10/3/18

The Political and Social Biases of Eating Disorder Treatment, Part II

The shift in eating disorder treatment needs to take into account the historical patriarchy of psychiatry. From the earliest days of the psychoanalytic theory, women’s emotions and experiences were marginalized. This trend remains central to the recent history of eating disorder treatment.

The spike in the incidence of eating disorders during the 80’s triggered a response by a handful of psychiatrists to begin hospital-based programs led almost exclusively by men. These revered psychiatrists were known to have created mini-cults of vulnerable, sick women who had nowhere else to turn for treatment.

Largely in response to these treatment models, several women who had recovered from eating disorders themselves began residential programs outside the hospital systems using a new model based largely on addiction treatment.

These strong, outspoken women created a concept for treatment aimed at full recovery, largely taken from their own experiences, rather than the previous approach of maintenance of chronic illness. The programs were for women and run almost exclusively by women. The program philosophy was organized around empowering women to accept themselves and accept the support and love needed to live a full life. Embedded in the idea of recovery was freedom from the tyranny of thinness and beauty society has burdened on women in recent decades.

The downfall of these programs was their success. Seen as potential moneymakers, financial firms run by men bought these programs and have spawned a multitude of new ones throughout country with the aim of making a large profit for their investment. There is still a hint of the old treatment philosophy, but the individualized approach offering true help has morphed into a corporate strategy with much more limited compassion for the people they treat. The ultimate aim is to build a company and sell it at a profit.
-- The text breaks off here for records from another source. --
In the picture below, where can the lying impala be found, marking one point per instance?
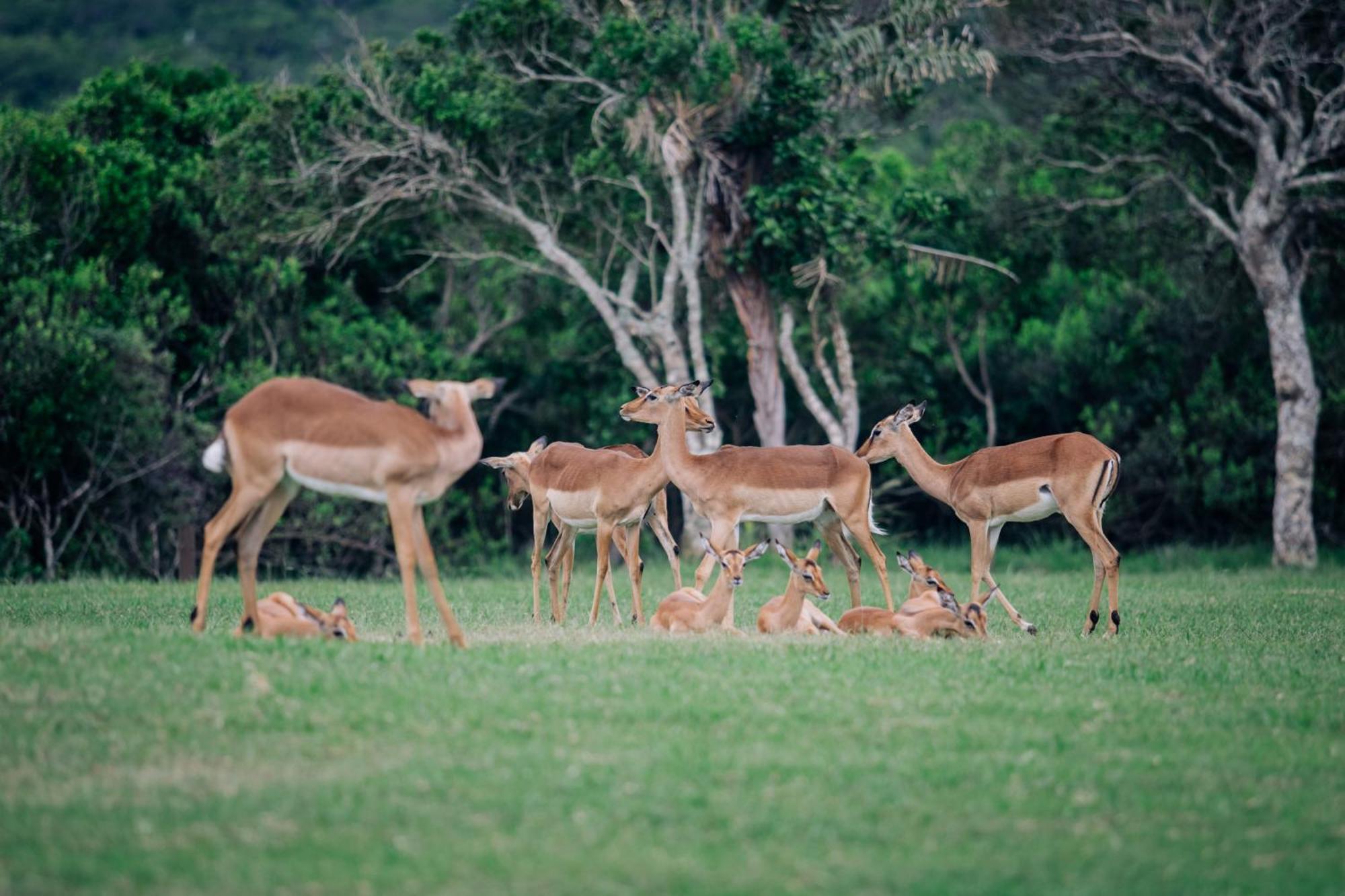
(289, 434)
(689, 610)
(790, 485)
(793, 611)
(279, 615)
(1070, 474)
(517, 469)
(601, 490)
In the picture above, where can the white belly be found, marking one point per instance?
(1044, 506)
(342, 489)
(792, 516)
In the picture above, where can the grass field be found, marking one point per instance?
(1202, 751)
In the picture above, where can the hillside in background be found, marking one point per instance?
(49, 46)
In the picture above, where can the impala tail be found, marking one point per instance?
(217, 456)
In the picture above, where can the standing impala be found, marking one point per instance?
(602, 490)
(287, 434)
(1070, 474)
(790, 485)
(517, 469)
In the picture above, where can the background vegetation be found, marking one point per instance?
(158, 260)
As a man in the field, I am hard pressed to insert myself into this dynamic. The current treatment options are no longer aimed at curing the societal ills that essentially create eating disorders. Instead corporate greed has infiltrated the ranks.

The true way to fight these illnesses is to promote a new way for girls to see their bodies through their own eyes, not through the eyes of boys and men. The leaders of the residential programs when they first began were creating a path to teach girls these critical points.
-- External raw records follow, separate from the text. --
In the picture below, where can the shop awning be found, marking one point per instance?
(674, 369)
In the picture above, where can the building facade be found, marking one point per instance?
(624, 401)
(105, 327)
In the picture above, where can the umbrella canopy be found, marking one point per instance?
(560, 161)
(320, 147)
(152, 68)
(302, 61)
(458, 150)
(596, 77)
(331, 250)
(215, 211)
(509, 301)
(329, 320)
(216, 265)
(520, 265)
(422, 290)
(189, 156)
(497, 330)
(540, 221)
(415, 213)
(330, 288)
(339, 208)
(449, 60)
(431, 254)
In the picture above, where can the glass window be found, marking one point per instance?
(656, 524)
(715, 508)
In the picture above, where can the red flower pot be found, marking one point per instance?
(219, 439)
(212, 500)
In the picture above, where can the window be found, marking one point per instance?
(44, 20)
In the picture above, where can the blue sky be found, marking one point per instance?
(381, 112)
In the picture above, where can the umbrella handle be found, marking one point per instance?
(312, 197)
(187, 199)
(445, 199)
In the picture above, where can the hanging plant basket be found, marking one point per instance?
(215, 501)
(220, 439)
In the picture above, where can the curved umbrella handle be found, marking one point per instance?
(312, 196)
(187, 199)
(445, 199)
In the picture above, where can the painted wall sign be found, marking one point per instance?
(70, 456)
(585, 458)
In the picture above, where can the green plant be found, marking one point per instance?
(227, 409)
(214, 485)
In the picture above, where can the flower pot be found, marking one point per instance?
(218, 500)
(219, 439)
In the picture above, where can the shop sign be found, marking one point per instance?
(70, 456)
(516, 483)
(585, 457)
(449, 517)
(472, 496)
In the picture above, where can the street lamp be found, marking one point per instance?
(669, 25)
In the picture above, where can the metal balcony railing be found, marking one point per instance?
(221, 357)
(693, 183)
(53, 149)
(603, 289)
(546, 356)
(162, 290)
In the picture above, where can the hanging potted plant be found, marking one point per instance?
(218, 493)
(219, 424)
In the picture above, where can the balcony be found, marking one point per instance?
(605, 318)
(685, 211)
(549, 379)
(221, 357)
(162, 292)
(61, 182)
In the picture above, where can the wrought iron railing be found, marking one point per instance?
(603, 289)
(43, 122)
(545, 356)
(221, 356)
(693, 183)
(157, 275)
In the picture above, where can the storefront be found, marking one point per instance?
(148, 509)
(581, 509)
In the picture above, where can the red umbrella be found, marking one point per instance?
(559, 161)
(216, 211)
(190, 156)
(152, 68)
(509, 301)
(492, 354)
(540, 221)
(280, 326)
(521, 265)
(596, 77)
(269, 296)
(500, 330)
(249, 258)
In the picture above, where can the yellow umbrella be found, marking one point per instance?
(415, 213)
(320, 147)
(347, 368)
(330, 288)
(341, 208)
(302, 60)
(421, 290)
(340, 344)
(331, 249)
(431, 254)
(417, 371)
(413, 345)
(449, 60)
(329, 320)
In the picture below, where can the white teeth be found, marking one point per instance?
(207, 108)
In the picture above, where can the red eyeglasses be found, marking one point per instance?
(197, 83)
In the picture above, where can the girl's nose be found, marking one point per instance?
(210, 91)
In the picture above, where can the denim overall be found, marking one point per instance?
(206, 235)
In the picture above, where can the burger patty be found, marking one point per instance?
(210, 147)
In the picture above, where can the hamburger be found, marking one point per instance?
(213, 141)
If the health teachers across this country are saddled with this teaching point, there is no way to insert a new message into the heads of the next generation of girls about to suffer from anorexia, bulimia or binge eating.


Educating adults with eating disorders will help recovery but won’t stem this set of psychiatric illnesses aimed to silence women’s voices, emotions and anger. The future needs to cut off the message at its head. When girls are inculcated in this false belief about who they are, the incidence of eating disorders and the cynical corporate machine that profits from it will only continue to grow.